Nancy Mitchnick, Close Call, – One of Mitchnick’s “house paintings,” also on display at Public Pool

So I just set them up, and it really was terrific fun. I had an 8-foot palette; I must have put down three pounds of white paint. The palette was very limited—terra verte, ochre, raw umber, olive green deep, white, I probably used some gray, with a little bit of cadmium green now and then. It was a simple, simple set of colors, and it must have taken an hour and a half to mix a palette. My arm would get tired, because I was using lead white, which is heavier. And then I’d take a little break, then I’d set it up—and then I would just make those paintings in a day. I never had so much fun, actually.

I felt, you know, when I was a kid, I just wanted to be an abstract painter. I always wanted to be a different kind of painter. Who knows? Maybe it will work out in the end—because I’ve tried to change, and you are who you are. And you really mess up if you try to work against what comes naturally.

SRS:                             Well, right. It’s like pretending to be someone you aren’t to date someone. All you do is commit yourself to never be appreciated for who you are.

NM:                             Exactly, and then you’re miserable.
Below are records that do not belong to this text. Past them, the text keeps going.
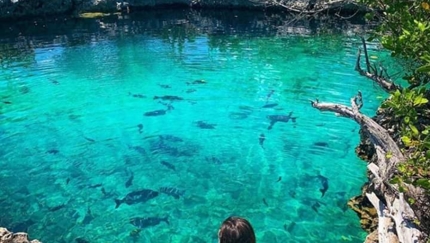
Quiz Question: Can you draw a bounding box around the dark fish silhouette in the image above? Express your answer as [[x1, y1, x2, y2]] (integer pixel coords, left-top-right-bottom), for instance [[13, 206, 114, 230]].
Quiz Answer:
[[75, 237, 89, 243], [312, 201, 321, 212], [317, 175, 329, 197], [160, 161, 176, 171], [153, 95, 183, 101], [48, 203, 66, 212], [47, 149, 59, 155], [101, 187, 107, 196], [267, 111, 297, 130], [125, 172, 134, 188], [129, 92, 146, 98], [187, 79, 206, 85], [196, 121, 216, 129], [130, 216, 169, 229], [266, 89, 275, 102], [83, 136, 96, 143], [313, 142, 329, 147], [158, 84, 171, 89], [144, 109, 167, 116], [286, 222, 296, 233], [263, 198, 269, 207], [49, 78, 59, 85], [137, 124, 143, 134], [276, 176, 282, 182], [66, 178, 70, 185], [259, 133, 265, 148], [159, 187, 185, 199], [89, 183, 103, 188], [82, 207, 94, 225], [262, 103, 278, 108], [3, 101, 12, 104], [115, 189, 159, 208]]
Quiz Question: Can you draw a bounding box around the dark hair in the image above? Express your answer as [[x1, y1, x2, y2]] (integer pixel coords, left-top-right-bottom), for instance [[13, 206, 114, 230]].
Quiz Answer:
[[218, 216, 256, 243]]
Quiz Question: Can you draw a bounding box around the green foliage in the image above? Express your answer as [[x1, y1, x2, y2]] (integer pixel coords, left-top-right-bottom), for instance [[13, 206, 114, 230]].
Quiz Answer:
[[361, 0, 430, 195], [382, 87, 430, 192], [361, 0, 430, 86]]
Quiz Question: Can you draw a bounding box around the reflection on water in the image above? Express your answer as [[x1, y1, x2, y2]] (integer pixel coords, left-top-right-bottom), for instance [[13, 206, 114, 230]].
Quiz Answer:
[[0, 9, 391, 243]]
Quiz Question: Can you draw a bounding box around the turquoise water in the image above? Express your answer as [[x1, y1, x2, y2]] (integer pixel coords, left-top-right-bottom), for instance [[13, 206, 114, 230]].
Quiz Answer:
[[0, 11, 391, 243]]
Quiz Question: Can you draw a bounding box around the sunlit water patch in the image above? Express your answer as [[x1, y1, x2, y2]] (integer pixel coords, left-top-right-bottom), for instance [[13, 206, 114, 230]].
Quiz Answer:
[[0, 10, 395, 243]]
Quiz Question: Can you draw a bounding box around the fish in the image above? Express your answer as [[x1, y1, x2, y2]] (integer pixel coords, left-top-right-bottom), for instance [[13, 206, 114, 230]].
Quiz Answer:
[[48, 203, 66, 212], [158, 84, 171, 89], [266, 89, 275, 103], [196, 121, 216, 129], [115, 189, 159, 208], [83, 136, 96, 143], [313, 142, 329, 147], [153, 95, 183, 101], [49, 78, 59, 85], [160, 161, 176, 171], [263, 198, 269, 207], [66, 178, 70, 185], [187, 79, 206, 85], [276, 176, 282, 182], [137, 124, 143, 134], [144, 109, 167, 116], [262, 103, 278, 108], [101, 187, 107, 196], [3, 101, 12, 104], [125, 172, 134, 188], [311, 201, 321, 213], [286, 222, 296, 233], [47, 149, 59, 155], [129, 92, 146, 98], [89, 183, 103, 188], [317, 175, 329, 197], [130, 216, 169, 229], [267, 111, 297, 130], [75, 238, 89, 243], [159, 187, 185, 199], [259, 133, 265, 148], [82, 207, 94, 225]]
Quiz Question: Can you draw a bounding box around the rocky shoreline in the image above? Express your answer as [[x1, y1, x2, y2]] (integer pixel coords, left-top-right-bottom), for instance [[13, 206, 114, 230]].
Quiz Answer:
[[0, 228, 40, 243], [0, 0, 363, 20]]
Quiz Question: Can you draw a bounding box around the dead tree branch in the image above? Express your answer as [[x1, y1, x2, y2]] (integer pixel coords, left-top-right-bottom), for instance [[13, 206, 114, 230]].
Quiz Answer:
[[355, 37, 401, 92], [311, 91, 423, 242]]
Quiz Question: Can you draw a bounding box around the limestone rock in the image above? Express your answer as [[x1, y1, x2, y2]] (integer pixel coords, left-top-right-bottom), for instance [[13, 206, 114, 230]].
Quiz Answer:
[[0, 228, 41, 243]]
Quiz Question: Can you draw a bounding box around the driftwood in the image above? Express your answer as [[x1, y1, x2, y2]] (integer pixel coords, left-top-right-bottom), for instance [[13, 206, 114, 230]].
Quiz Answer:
[[311, 93, 422, 243], [310, 39, 425, 242]]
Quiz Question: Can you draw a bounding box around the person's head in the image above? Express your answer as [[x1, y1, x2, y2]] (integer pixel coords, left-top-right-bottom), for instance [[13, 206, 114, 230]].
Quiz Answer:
[[218, 216, 256, 243]]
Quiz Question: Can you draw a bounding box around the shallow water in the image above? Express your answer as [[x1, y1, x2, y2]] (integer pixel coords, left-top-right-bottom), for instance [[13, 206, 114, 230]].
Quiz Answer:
[[0, 10, 393, 243]]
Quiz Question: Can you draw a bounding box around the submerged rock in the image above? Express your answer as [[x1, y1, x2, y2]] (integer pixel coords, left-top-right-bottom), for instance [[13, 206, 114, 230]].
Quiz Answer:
[[0, 227, 41, 243]]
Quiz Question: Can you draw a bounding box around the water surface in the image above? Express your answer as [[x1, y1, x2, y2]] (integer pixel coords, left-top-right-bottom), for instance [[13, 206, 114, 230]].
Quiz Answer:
[[0, 10, 391, 243]]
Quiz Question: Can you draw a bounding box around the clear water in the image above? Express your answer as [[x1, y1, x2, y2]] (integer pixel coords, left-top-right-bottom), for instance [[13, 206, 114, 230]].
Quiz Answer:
[[0, 10, 392, 243]]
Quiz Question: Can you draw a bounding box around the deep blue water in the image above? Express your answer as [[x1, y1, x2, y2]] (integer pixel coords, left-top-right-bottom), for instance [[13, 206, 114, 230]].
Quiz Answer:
[[0, 10, 394, 243]]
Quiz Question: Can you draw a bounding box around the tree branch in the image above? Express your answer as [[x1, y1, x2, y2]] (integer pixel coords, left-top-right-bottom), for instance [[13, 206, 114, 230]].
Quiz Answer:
[[355, 37, 401, 93], [311, 92, 422, 242]]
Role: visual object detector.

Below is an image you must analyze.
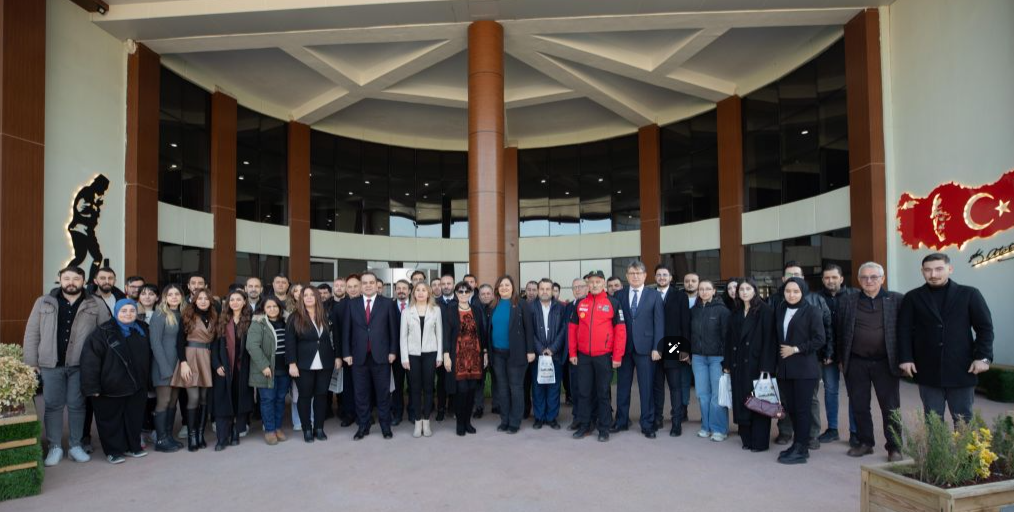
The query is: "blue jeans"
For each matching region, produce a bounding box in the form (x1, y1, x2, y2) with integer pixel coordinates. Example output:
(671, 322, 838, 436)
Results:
(691, 356, 728, 435)
(258, 374, 291, 433)
(822, 364, 856, 432)
(532, 359, 562, 422)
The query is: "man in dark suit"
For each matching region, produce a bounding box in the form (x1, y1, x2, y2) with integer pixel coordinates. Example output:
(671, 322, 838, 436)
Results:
(528, 279, 567, 430)
(434, 273, 456, 420)
(391, 279, 411, 425)
(899, 253, 994, 425)
(341, 271, 400, 440)
(651, 264, 691, 436)
(613, 261, 665, 438)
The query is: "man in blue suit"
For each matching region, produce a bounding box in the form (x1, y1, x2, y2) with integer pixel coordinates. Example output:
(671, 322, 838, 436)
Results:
(342, 271, 400, 440)
(528, 279, 568, 430)
(612, 260, 665, 438)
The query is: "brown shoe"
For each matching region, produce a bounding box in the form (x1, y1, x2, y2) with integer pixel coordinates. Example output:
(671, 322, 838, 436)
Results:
(264, 432, 278, 446)
(274, 430, 287, 442)
(887, 451, 904, 462)
(847, 444, 874, 457)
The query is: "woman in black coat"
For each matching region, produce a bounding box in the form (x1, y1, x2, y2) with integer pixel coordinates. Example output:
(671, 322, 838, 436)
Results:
(723, 279, 776, 453)
(211, 290, 255, 451)
(443, 282, 489, 436)
(774, 277, 826, 465)
(286, 286, 339, 443)
(80, 299, 152, 464)
(488, 276, 535, 434)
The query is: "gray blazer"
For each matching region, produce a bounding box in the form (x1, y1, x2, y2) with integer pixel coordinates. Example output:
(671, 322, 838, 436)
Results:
(148, 309, 181, 387)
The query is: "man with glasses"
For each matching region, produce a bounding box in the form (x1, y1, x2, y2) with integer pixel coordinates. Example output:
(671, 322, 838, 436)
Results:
(613, 261, 665, 438)
(837, 262, 904, 461)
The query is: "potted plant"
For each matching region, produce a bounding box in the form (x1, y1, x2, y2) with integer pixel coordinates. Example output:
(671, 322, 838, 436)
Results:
(861, 411, 1014, 512)
(0, 348, 43, 502)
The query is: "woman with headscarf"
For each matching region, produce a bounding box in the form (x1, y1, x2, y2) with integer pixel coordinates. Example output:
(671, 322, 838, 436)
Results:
(211, 290, 255, 451)
(774, 277, 826, 465)
(80, 299, 152, 464)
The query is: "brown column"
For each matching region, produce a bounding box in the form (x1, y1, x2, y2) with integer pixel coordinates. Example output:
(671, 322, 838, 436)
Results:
(125, 43, 161, 283)
(210, 92, 237, 294)
(845, 9, 887, 280)
(504, 146, 519, 281)
(718, 96, 745, 279)
(288, 121, 311, 283)
(467, 21, 505, 285)
(0, 0, 45, 342)
(638, 125, 661, 283)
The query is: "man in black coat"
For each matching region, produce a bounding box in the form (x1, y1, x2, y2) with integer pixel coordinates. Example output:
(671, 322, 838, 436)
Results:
(817, 264, 858, 445)
(651, 264, 691, 436)
(898, 253, 994, 425)
(342, 271, 400, 440)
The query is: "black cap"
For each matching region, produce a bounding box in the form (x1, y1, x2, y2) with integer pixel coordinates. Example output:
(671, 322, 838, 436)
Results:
(585, 270, 606, 279)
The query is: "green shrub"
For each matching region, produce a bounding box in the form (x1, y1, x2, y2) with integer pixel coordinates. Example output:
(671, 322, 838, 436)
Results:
(894, 410, 996, 487)
(991, 414, 1014, 475)
(0, 420, 40, 444)
(977, 368, 1014, 402)
(0, 460, 43, 501)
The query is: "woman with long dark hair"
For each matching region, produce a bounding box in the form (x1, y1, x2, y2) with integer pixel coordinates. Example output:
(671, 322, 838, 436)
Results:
(444, 282, 488, 436)
(489, 275, 534, 434)
(246, 296, 290, 445)
(149, 284, 185, 453)
(170, 288, 217, 451)
(774, 277, 825, 465)
(399, 281, 442, 438)
(211, 290, 254, 451)
(722, 279, 740, 311)
(723, 279, 777, 453)
(286, 286, 339, 443)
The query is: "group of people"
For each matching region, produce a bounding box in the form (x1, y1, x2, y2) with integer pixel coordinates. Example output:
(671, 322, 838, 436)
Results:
(22, 251, 993, 467)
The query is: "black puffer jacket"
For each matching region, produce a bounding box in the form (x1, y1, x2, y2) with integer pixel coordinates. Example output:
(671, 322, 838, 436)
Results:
(80, 320, 151, 398)
(690, 300, 730, 356)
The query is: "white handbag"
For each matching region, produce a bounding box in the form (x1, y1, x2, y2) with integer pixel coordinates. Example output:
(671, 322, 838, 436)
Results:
(537, 355, 556, 384)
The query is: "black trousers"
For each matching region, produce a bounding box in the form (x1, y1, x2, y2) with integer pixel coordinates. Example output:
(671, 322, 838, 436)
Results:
(562, 360, 572, 400)
(92, 390, 146, 457)
(82, 397, 94, 441)
(353, 356, 392, 430)
(524, 361, 533, 417)
(846, 356, 902, 452)
(434, 367, 448, 414)
(391, 359, 407, 421)
(408, 353, 437, 420)
(455, 380, 479, 430)
(492, 351, 527, 429)
(339, 367, 356, 420)
(739, 413, 773, 451)
(295, 369, 330, 431)
(653, 362, 685, 423)
(576, 353, 613, 433)
(782, 378, 819, 446)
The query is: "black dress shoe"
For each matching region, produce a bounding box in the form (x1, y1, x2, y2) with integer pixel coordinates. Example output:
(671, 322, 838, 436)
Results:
(382, 430, 393, 439)
(340, 418, 355, 428)
(741, 444, 751, 450)
(472, 409, 483, 419)
(303, 430, 315, 443)
(491, 406, 501, 415)
(391, 418, 402, 427)
(597, 432, 609, 442)
(214, 443, 226, 452)
(567, 422, 580, 431)
(315, 429, 328, 441)
(572, 426, 591, 439)
(230, 425, 240, 446)
(456, 428, 466, 436)
(435, 411, 445, 422)
(533, 420, 544, 430)
(496, 425, 508, 432)
(353, 428, 369, 441)
(643, 430, 657, 439)
(653, 420, 663, 431)
(465, 425, 476, 434)
(548, 420, 561, 430)
(507, 427, 519, 434)
(670, 423, 682, 437)
(609, 424, 628, 434)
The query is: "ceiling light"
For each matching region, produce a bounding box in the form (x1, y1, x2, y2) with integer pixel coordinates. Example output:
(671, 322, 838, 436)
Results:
(238, 175, 245, 180)
(564, 192, 570, 195)
(801, 130, 809, 135)
(598, 178, 604, 182)
(348, 191, 353, 195)
(365, 180, 371, 184)
(405, 193, 410, 196)
(169, 164, 178, 170)
(424, 183, 429, 186)
(242, 161, 250, 165)
(422, 195, 427, 199)
(616, 190, 622, 194)
(540, 179, 546, 184)
(169, 143, 178, 148)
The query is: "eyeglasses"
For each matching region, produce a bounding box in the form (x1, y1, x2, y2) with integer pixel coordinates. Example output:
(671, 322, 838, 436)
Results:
(455, 290, 471, 295)
(858, 275, 883, 281)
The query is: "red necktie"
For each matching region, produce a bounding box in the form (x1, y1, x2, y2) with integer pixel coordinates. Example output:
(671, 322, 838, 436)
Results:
(365, 298, 372, 353)
(400, 301, 405, 312)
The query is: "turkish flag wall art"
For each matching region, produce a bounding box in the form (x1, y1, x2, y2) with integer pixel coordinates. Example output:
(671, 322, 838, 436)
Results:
(896, 170, 1014, 250)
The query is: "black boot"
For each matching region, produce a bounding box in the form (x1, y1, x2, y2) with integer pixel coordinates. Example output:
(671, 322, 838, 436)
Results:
(166, 408, 183, 450)
(196, 405, 208, 449)
(215, 419, 230, 452)
(303, 428, 315, 443)
(186, 409, 199, 452)
(154, 411, 178, 453)
(231, 422, 240, 446)
(778, 443, 809, 465)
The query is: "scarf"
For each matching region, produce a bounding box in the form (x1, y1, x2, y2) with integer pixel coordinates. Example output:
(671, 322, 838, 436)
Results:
(114, 299, 145, 338)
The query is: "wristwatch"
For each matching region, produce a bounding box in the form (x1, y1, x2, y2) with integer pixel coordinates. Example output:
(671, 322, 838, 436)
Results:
(980, 358, 991, 365)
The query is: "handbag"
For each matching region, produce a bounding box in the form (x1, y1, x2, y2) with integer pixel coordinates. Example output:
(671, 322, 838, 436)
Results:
(537, 355, 556, 384)
(717, 373, 732, 409)
(328, 367, 344, 394)
(745, 372, 784, 419)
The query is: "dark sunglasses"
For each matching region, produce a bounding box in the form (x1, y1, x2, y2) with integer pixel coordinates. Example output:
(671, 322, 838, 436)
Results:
(455, 289, 472, 295)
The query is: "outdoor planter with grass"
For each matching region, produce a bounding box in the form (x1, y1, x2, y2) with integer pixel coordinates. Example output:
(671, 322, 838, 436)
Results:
(0, 344, 43, 502)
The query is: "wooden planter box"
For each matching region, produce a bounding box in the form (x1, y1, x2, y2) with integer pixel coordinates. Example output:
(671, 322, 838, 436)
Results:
(0, 399, 43, 502)
(862, 462, 1014, 512)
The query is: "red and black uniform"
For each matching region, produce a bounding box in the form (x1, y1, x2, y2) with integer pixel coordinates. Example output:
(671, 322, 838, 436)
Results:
(568, 291, 626, 433)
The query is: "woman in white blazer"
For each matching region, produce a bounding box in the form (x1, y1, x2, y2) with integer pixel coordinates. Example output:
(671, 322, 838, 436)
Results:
(400, 282, 443, 438)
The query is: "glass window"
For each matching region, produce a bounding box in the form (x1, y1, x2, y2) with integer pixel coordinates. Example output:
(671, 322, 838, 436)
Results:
(661, 109, 719, 224)
(742, 38, 849, 210)
(745, 227, 851, 299)
(660, 250, 721, 282)
(236, 106, 288, 225)
(158, 67, 211, 211)
(158, 242, 210, 289)
(235, 252, 289, 285)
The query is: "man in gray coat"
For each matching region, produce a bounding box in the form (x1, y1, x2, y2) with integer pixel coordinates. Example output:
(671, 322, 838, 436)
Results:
(23, 266, 111, 466)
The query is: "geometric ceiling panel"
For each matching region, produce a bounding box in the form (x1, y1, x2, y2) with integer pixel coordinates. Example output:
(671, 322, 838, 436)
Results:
(306, 40, 450, 86)
(315, 98, 467, 146)
(506, 98, 636, 148)
(532, 29, 700, 72)
(383, 50, 467, 103)
(504, 55, 573, 107)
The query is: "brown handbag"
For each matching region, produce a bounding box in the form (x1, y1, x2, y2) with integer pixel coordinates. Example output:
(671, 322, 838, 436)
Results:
(744, 394, 785, 419)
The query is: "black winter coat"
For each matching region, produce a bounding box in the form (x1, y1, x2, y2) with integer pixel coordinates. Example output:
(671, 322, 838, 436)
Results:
(211, 323, 254, 418)
(690, 300, 729, 356)
(80, 320, 151, 398)
(774, 301, 826, 380)
(723, 303, 776, 425)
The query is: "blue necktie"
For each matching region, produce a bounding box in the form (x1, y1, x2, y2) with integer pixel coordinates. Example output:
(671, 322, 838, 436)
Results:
(631, 289, 639, 316)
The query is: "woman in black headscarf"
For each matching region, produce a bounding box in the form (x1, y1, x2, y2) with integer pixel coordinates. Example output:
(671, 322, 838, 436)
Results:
(774, 277, 825, 465)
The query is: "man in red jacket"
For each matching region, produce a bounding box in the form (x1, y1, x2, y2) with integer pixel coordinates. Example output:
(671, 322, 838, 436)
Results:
(569, 271, 626, 442)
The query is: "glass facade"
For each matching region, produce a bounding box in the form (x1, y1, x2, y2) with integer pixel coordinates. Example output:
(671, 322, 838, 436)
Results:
(742, 39, 849, 210)
(520, 257, 638, 301)
(158, 242, 211, 288)
(235, 252, 289, 285)
(519, 134, 640, 237)
(659, 249, 721, 282)
(744, 227, 852, 299)
(236, 106, 288, 225)
(158, 67, 211, 211)
(660, 110, 719, 224)
(309, 131, 468, 238)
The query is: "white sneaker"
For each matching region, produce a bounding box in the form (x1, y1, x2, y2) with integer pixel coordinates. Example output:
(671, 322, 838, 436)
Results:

So that was such a natural subject for me, and so joyful, because it was abstract, but it really was observing something from life. I painted the whole under-painting, and then for the big tall trees, I just loaded the brush, and just started at the bottom, and just pulled it all the way up, 7½ feet, and that was it. And I didn’t know if they were good or bad, I just knew I loved making them, and they felt right. I liked them a lot.

“Storm Trees and Mr. Woodman” showed at Public Pool, September 12th-October 17th.